The alleged poisoning of the water was agreed upon by all the Syrians I spoke to in Guvecci, all of whom said they didn’t drink it.
How did locals know the water was poisoned? Before I arrived in Turkey, a UK-based man from Jisr al-Shughur told me that a few members of the Syrian security forces who were unhappy with the events had let locals know that drinking the water could be lethal.
Mobile phone lines in the Jisr al-Shughur area had been cut for days, the pink-clad man told me.
One tall young man said he was from the village of al-Sarmaniyah, some 10km south of Jisr al-Shughur, where the army entered on 10 June with “hundreds” of men in tanks and armoured personnel carriers.

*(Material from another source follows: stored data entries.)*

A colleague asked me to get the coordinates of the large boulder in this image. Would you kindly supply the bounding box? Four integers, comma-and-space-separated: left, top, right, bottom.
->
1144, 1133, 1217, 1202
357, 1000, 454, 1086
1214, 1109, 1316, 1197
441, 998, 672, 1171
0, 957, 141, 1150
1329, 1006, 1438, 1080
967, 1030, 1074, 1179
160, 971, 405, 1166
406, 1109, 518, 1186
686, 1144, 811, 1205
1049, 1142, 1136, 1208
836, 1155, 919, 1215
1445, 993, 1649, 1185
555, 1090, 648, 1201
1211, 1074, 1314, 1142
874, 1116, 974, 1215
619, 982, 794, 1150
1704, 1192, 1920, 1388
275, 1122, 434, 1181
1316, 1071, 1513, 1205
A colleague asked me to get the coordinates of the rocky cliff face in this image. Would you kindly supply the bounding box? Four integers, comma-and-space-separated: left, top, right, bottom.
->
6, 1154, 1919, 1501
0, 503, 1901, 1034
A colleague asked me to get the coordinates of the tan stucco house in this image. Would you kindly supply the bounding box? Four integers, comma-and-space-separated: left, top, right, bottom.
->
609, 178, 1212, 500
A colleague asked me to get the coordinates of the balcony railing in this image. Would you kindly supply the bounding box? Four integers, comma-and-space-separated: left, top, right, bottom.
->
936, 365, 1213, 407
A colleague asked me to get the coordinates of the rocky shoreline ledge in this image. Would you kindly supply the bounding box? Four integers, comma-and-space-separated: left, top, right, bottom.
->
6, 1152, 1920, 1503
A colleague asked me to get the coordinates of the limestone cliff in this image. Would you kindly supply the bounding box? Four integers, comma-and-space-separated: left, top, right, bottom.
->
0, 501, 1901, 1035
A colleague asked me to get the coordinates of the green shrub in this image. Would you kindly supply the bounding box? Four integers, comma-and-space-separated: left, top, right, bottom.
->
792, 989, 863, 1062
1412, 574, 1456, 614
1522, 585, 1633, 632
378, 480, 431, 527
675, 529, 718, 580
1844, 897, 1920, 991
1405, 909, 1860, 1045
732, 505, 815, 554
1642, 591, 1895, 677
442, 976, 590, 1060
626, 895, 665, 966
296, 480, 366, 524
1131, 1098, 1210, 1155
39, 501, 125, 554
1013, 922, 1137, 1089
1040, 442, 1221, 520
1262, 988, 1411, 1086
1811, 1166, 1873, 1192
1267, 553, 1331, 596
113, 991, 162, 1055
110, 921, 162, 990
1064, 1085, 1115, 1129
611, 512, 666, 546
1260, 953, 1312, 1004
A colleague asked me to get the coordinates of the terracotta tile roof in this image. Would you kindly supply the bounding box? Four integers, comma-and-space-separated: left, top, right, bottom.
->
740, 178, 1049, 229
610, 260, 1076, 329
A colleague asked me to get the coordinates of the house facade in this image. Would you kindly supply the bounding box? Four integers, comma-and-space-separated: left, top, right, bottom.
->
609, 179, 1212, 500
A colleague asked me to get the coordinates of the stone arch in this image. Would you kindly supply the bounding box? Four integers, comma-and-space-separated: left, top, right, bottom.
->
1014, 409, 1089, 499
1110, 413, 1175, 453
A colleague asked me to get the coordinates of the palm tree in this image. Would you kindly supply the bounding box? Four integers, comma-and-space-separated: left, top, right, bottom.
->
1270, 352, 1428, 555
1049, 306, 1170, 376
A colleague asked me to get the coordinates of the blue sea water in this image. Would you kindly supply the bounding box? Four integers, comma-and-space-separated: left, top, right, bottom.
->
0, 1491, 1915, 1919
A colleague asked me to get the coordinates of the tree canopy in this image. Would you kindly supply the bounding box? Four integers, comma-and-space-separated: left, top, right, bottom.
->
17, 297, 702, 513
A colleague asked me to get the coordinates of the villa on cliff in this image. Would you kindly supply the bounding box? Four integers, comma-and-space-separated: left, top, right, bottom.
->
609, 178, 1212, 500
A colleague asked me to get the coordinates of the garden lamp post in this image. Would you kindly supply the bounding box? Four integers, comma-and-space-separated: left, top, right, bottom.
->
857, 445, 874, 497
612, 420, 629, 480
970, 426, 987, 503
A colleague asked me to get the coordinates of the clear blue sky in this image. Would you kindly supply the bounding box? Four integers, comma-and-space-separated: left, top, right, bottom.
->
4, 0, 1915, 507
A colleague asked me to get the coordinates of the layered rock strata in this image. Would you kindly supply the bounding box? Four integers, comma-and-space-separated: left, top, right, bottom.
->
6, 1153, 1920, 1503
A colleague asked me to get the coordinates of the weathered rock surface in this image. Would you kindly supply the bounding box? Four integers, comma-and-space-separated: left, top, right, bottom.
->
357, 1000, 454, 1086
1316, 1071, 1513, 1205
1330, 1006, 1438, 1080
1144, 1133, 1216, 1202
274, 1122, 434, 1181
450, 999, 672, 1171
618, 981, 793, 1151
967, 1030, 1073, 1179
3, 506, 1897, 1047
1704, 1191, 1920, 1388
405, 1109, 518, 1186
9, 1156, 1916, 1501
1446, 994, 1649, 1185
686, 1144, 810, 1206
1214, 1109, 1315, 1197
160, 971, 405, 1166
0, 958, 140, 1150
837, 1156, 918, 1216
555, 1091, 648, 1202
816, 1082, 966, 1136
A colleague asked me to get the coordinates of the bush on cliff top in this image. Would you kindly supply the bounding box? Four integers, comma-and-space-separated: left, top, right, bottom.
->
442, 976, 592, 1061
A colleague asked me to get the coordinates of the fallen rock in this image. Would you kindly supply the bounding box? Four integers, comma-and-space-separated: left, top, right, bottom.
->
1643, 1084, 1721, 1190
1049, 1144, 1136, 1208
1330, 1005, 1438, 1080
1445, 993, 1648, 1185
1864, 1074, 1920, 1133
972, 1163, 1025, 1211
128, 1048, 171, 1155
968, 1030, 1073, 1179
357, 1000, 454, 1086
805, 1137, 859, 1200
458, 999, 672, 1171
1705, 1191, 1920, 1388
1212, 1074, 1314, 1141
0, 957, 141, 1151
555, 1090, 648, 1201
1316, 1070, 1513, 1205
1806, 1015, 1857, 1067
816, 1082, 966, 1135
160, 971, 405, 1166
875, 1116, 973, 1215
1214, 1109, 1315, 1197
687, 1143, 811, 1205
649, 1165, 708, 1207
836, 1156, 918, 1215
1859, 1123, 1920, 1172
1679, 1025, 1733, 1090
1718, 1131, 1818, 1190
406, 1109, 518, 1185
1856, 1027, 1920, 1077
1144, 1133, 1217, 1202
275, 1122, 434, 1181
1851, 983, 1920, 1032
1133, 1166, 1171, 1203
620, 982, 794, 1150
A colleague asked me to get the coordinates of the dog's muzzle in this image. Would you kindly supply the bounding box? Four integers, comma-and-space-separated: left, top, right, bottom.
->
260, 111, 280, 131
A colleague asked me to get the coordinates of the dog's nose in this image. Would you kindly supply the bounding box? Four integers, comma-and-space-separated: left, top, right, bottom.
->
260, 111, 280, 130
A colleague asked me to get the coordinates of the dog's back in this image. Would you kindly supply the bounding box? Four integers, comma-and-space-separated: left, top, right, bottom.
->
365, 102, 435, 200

“They shelled and machine-gunned the village,” he told me.
“They shot my friend Rafit Deeb and when I or anyone else went to try to save him, they shot at us. We could see he was alive, losing his breath. Five hours later the army left, but by then Rafit was dead. He was 22.
“Not only did they shell houses and shoot people but they also burnt crops and seeds and they machine-gunned the cows. Tanks drove through the orchards, destroying hundreds of olive and almond trees.”
“They are worse than the Zionists,” he said, making a comparison with what he saw to be the nature of the abuses committed by the Israeli authorities.
Ward Khalifeh, 21, also came from al-Sarmaniyah but had been working in Lebanon.
“About five days ago I called home but there was no answer. I travelled to the village and found it completely empty.”
“No one camped by the border knows what happened to the nine other members of his family.”
A group of about 15 people around me, from the towns and villages of Bdama, al-Za’eyniyah, Bataybat, al-Kafir, Sheykh Sendayan and al-Kastun – all in the area around Jisr al-Shughur, said the same had happened where they were from.
One person said that only a few elderly people had stayed behind.
“They are ghost towns now. Only soldiers may be there,” Ward Khalifeh said.
As we speak, there’s a commotion as a delivery of bread arrives. Some of the men and boys walk off with plastic bags of Arabic bread.
A few haggard elderly men invite me to break bread with them. I respectfully decline and walk up onto the roof of one of the houses and look out towards Syria.
Some hundred metres away, beyond the young olive trees and the border fence, are a few dozen tents and some vehicles. In the woods rising up again, and in the woods yet beyond the peak, are said to be thousands of displaced Syrians living exposed to the elements, sleeping on the ground under trees, some under makeshift awnings.
It’s overcast, blustery and at times raining lightly. The sun sears my skin. No wonder these people are hardy.
I write these notes at night in my hotel room. For several hours now there has been heavy rain and thunder.